Seorang pembohong (ngakunya pemborong pembangunan padahal hanya
makelar proyek alias penggadai SPK--Surat Perintah Kerja, dan ngakunya Sarjana
Teknik Prodi Teknik Sipil padahal, ah, sudahlah) dipuja-puji sebagai penyair,
sastrawan, atau penulis. Dia sama sekali tidak memiliki kapasitas mumpuni untuk
pantas-patut-layak disebut penyair, sastrawan, atau penulis.
Musibahnya lagi, dia -- sebut saja Paijo alias Jojon -- diakui
oleh sebagian
penyair, sastrawan, atau penulis Kalimantan sebagai penyair, sastrawan, atau
penulis Balikpapan.
Aku pernah ditipu oleh dia
perihal desain bangunan. Sebenarnya ada 3 desain tetapi 1 kuanggap perkenalan.
Sedangkan 2 desain benar-benar hanya dibayar dengan kata sarat dusta semata.
Sebelumnya, seorang rekan arsitek juga ditipu oleh dia. Sungguh seorang
pemborong, eh, pembohong!
Aku pun pernah menegur dia secara
keras-tegas di depan murid-murid SMP-SMA dalam sebuah diskusi karya sastra yang
diselenggarakan oleh sebuah komunitas seni Tanah Paser-Grogot pada 2013.
Masalahnya, kami sedang mendiskusikan karya adik-adik itu secara serius, dia
malah seenaknya ngobrol dengan suara lebih nyaring di sebelahku, padahal isi
obrolannya sama sekali tidak berhubungan dengan acara diskusi, bahkan tidak
bermutu. Sungguh menjengkelkan, orang setua itu tidak memahami diskusi.
Begitukah sikap seseorang yang pantas-patut-layak dianggap, diaku, bahkan
dipuja-puji oleh para pegiat budaya di Kalimantan sebagai penyair, sastrawan,
atau penulis?
Oleh sebab mereka mengakui dia
sebagai penyair, sastrawan, atau penulis, maka aku menganggap justru hujan
adalah penyair, sastrawan, atau penulis sejati di Balikpapan.
Bagaimana tidak? Lha wong dia
tidak bisa memahami "di" sebagai kata kerja atau kata keterangan,
padahal sangat sepele bagi seorang penulis. Lha sudah jelas gagal paham begitu
malah dia dianggap bahkan dipuja-puji sebagai penyair, sastrawan, atau penulis,
apa tidak menjadi musibah budaya?
18 Oktober 2014 aku keluar dari
seluruh kegiatan seni-sastra di Balikpapan gara-gara, salah satunya, dia
mengaku-aku dirinya penyair bahkan dipuja-puji oleh orang-orang Balikpapan
padahal, ah, sudahlah. Aku tidak perlu pengakuan sebagai siapa dari para pegiat
budaya se-Balikpapan bahkan se-Kalimantan.

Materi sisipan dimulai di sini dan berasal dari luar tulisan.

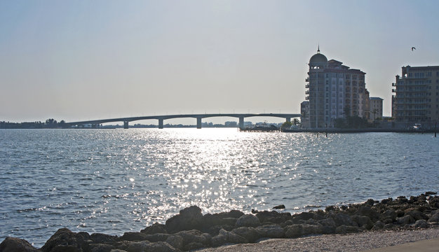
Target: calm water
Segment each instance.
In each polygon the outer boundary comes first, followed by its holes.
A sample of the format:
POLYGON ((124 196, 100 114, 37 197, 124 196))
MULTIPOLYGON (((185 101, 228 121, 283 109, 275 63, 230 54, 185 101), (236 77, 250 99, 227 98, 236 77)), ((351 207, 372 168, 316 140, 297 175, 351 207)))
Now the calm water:
POLYGON ((245 212, 439 190, 432 134, 236 129, 0 130, 0 241, 121 235, 181 209, 245 212))

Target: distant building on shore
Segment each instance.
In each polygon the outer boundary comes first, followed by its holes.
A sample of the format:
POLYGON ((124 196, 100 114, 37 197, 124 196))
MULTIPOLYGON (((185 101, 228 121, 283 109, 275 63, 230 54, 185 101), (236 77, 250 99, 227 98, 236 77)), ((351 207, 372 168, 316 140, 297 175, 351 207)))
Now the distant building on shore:
POLYGON ((392 86, 396 122, 433 125, 439 120, 439 66, 403 66, 392 86))
MULTIPOLYGON (((308 115, 309 127, 333 127, 335 119, 346 116, 367 118, 369 92, 365 88, 365 72, 350 69, 335 59, 328 61, 320 48, 309 59, 309 66, 305 86, 308 111, 302 113, 308 115)), ((301 108, 304 107, 301 106, 301 108)))
POLYGON ((369 118, 371 121, 383 118, 383 99, 379 97, 369 98, 369 118))

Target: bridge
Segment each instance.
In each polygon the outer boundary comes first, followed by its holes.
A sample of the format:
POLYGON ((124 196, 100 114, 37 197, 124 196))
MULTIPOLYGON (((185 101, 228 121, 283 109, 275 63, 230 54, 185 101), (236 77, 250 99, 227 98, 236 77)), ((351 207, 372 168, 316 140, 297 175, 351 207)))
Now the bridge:
POLYGON ((155 119, 158 120, 158 128, 163 128, 163 121, 167 119, 174 119, 174 118, 196 118, 196 128, 201 128, 201 120, 203 118, 213 118, 213 117, 232 117, 239 118, 239 124, 238 126, 240 128, 244 127, 244 118, 250 118, 250 117, 276 117, 276 118, 285 118, 287 122, 290 122, 291 118, 300 117, 300 114, 296 113, 204 113, 204 114, 187 114, 187 115, 149 115, 149 116, 137 116, 137 117, 128 117, 128 118, 113 118, 113 119, 101 119, 101 120, 86 120, 86 121, 80 121, 80 122, 66 122, 67 125, 83 125, 86 124, 91 125, 100 125, 102 123, 107 122, 123 122, 123 128, 128 128, 128 123, 130 122, 133 122, 136 120, 151 120, 155 119))

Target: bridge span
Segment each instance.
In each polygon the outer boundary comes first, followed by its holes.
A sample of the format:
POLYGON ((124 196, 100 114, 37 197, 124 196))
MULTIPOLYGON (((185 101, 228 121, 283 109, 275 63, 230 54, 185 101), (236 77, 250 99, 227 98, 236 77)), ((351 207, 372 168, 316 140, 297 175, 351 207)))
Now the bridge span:
POLYGON ((201 120, 203 118, 212 118, 212 117, 232 117, 239 119, 238 126, 240 128, 244 127, 244 118, 250 117, 276 117, 285 118, 287 122, 290 122, 291 118, 300 117, 300 114, 298 113, 204 113, 204 114, 187 114, 187 115, 149 115, 149 116, 137 116, 137 117, 128 117, 121 118, 112 118, 112 119, 100 119, 93 120, 80 122, 66 122, 69 125, 83 125, 86 124, 100 125, 107 122, 123 122, 123 128, 128 128, 128 123, 130 122, 140 120, 151 120, 155 119, 158 120, 158 128, 163 128, 163 120, 167 119, 174 118, 196 118, 196 127, 197 129, 201 128, 201 120))

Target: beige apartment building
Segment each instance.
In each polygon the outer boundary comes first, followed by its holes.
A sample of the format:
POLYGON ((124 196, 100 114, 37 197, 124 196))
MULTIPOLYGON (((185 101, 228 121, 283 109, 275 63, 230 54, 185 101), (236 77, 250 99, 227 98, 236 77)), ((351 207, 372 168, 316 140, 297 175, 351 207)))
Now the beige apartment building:
POLYGON ((369 98, 369 118, 371 121, 383 118, 383 99, 379 97, 369 98))
POLYGON ((439 120, 439 66, 403 66, 392 86, 392 117, 396 122, 433 127, 439 120))
POLYGON ((367 118, 365 73, 335 59, 328 61, 320 49, 311 57, 309 66, 305 85, 309 103, 302 104, 302 109, 308 109, 305 114, 309 127, 333 127, 335 119, 346 115, 367 118))

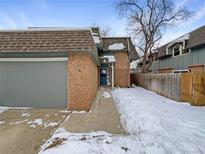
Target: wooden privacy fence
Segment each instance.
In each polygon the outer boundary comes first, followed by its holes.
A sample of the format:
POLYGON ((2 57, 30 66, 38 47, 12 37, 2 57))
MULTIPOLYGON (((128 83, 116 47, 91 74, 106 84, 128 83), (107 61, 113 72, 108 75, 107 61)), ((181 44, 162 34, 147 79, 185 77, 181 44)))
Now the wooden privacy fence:
POLYGON ((176 101, 205 105, 205 72, 131 74, 131 83, 176 101))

Dan, 2017 ini aku semakin tidak
tertarik dengan pengakuan para penyair, sastrawan, atau penulis se-Kalimantan
karena seorang pembohong malah diakui sebagai penyair, sastrawan, atau penulis
Balikpapan. Aku memilih menjadi arsitek saja dan keluar dari ranah seni-sastra
se-Kalimantan raya daripada menjadi penyair, sastrawan, atau penulis
Balikpapan. Aku tidak sudi disamakan dengan Paijo alias Jojon itu. Amit-amit
banget deh!
*******
9 Oktober 2017 ketika kubaca nama Paijo tertera pada linimasa (tag) sebuah status "Pertemuan Penulis : Novelis, Penyair ... 9 Kota di Kalimantan.